Here is some of the PostRock at the Gray Havens pre-hail storm. This kind of wheat is just begging to be hailed on, or eaten by grasshoppers, or having someone park their flaming suburban next to it. What you see toward the top right is the lasting effects of the old road to the irrigation well.
I think the white heads had more to do with late season drought pressure than a freeze, and there certainly wasn't enough moisture to cause scab.
This is a picture I might bring with me next time I sign up for wheat insurance. This soil type is considered "High Risk" by the government because it was listed as unsuitable for dryland agriculture by Dad and his buddies back in the fifties. The thing is, back in the fifties, it WAS unsuitable for dryland agriculture because the only effective weed control back then involved tillage. And we all know what happens when this ground is left uncovered in a drought. With modern no-till practices, it is possible to greatly reduce the risk of blowing ground once you achieve a proper level of crop residue on the surface. With that problem out of the way, lighter soils actually become more desirable in a water-limiting environment. This has to do with how tightly the soil particles hold on to water molecules. Heavier ground has more water storing capacity, that is a fact, but is has this ability precisely because there is more surface area to which water molecules can bond. This surface area in the soil is competing with the plant roots for that water, and the plant has a much easier time extracting water from lighter (sandier) soils from heavier (more clay) soils under limited moisture conditions. You can see that in this picture. Notice how the lighter colored wheat follows the contours of the lower ground. This lower ground has a heavier soil than the hilltops do. And in a slightly droughthy environment, the plants on the hilltops were able to draw more moisture from the soil than the wheat in the valleys.
The head on the top is most likely a spring tiller, which would have a less developed root system. Basically the wheat was fooled by early season moisture into making too many heads, which came back to hurt it later on. Also this indicates that in this particular year, I would have been better off with a heavier seeding rate, which would have reduced the ratio of tillers to primary heads.
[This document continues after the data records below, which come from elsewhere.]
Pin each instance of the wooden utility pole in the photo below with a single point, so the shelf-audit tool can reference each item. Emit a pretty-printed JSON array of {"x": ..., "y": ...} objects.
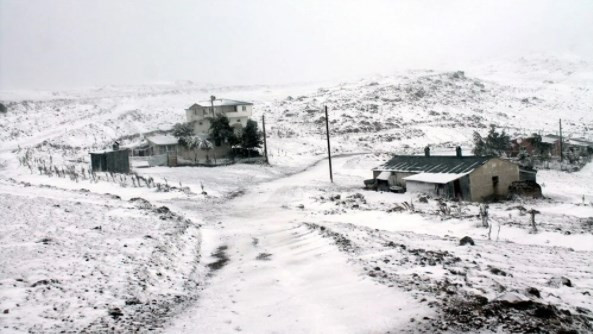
[
  {"x": 265, "y": 144},
  {"x": 331, "y": 175},
  {"x": 212, "y": 98},
  {"x": 561, "y": 140}
]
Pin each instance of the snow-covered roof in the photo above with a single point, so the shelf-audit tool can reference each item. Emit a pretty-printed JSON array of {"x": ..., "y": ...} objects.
[
  {"x": 550, "y": 139},
  {"x": 577, "y": 142},
  {"x": 162, "y": 140},
  {"x": 440, "y": 178},
  {"x": 384, "y": 176},
  {"x": 223, "y": 102}
]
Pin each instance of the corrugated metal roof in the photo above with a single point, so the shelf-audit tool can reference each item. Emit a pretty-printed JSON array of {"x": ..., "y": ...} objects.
[
  {"x": 440, "y": 178},
  {"x": 384, "y": 176},
  {"x": 223, "y": 102},
  {"x": 163, "y": 140},
  {"x": 432, "y": 164}
]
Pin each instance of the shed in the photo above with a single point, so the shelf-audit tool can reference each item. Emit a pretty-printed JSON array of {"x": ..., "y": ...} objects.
[
  {"x": 162, "y": 144},
  {"x": 112, "y": 161},
  {"x": 470, "y": 178}
]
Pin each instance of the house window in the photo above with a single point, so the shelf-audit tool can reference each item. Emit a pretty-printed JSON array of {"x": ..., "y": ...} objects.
[{"x": 495, "y": 181}]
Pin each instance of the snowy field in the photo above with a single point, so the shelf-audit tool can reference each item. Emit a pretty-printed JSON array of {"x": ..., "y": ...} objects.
[{"x": 280, "y": 249}]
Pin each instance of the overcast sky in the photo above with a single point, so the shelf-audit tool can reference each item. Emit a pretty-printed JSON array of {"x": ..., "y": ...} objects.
[{"x": 58, "y": 43}]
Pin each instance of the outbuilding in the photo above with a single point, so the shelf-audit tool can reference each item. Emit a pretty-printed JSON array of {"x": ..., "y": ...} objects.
[{"x": 470, "y": 178}]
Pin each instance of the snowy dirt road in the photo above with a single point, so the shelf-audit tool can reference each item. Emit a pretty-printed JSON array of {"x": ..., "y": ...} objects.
[{"x": 273, "y": 274}]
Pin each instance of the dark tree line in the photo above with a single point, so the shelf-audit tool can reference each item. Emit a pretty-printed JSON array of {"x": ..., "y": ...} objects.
[{"x": 221, "y": 132}]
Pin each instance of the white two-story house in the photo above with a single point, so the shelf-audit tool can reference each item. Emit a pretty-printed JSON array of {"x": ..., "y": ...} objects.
[{"x": 199, "y": 113}]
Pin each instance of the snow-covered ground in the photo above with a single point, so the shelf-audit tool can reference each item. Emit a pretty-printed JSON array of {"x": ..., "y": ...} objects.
[{"x": 263, "y": 249}]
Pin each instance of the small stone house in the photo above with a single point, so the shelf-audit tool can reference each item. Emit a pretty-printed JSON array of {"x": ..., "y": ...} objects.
[
  {"x": 162, "y": 144},
  {"x": 199, "y": 114},
  {"x": 468, "y": 178}
]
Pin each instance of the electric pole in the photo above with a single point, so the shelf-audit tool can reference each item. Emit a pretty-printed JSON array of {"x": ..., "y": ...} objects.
[
  {"x": 331, "y": 175},
  {"x": 212, "y": 98},
  {"x": 561, "y": 148},
  {"x": 265, "y": 144}
]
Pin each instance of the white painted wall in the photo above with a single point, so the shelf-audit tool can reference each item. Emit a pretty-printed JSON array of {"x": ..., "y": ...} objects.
[{"x": 421, "y": 187}]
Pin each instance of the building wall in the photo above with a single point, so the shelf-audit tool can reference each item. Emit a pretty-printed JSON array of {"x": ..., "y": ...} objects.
[
  {"x": 481, "y": 179},
  {"x": 162, "y": 149},
  {"x": 201, "y": 156},
  {"x": 422, "y": 187}
]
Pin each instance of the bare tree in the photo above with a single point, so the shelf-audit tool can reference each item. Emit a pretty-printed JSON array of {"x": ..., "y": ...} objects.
[
  {"x": 484, "y": 214},
  {"x": 533, "y": 212}
]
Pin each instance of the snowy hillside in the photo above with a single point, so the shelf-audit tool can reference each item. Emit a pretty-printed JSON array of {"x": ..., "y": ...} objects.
[{"x": 278, "y": 248}]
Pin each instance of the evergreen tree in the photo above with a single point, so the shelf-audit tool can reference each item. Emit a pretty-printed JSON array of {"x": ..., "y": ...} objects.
[
  {"x": 221, "y": 131},
  {"x": 251, "y": 137},
  {"x": 496, "y": 143},
  {"x": 184, "y": 133}
]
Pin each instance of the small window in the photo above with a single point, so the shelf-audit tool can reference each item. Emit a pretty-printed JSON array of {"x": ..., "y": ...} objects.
[{"x": 495, "y": 181}]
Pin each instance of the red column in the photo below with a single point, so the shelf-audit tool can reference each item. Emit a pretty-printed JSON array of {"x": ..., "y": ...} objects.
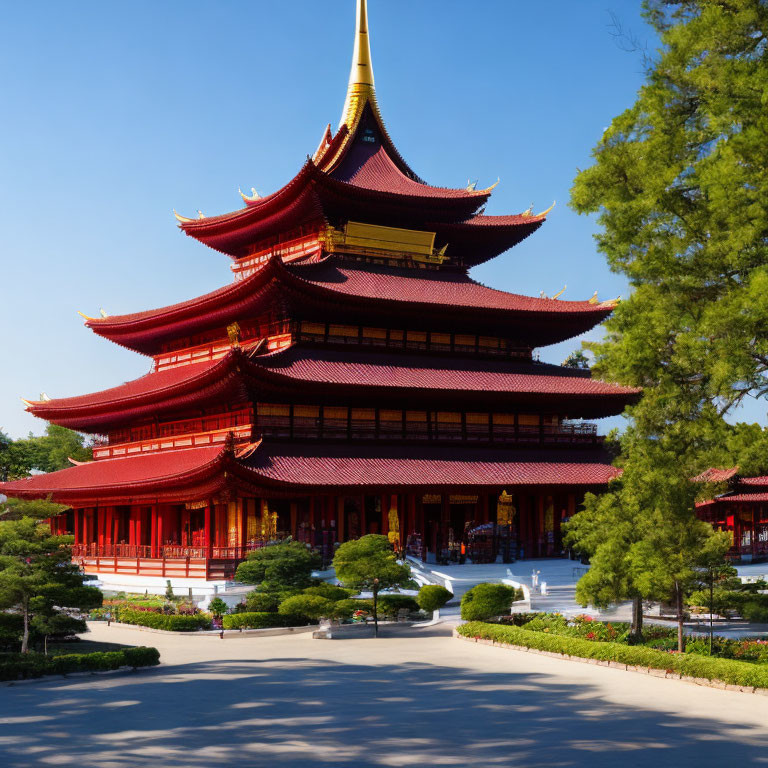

You can see (kind of) that the lower head still has pretty good seeds up into the more mature portions of the head:
The tiller head, however is largely without any seed:
But even in these tough conditions, this tiller was still able to reproduce:
Forward fast a a few weeks. I was actually in the insurace office buying hail insurance on my corn and we watched this storm on the radar. "I guess I'll probably call you in the morning about my wheat."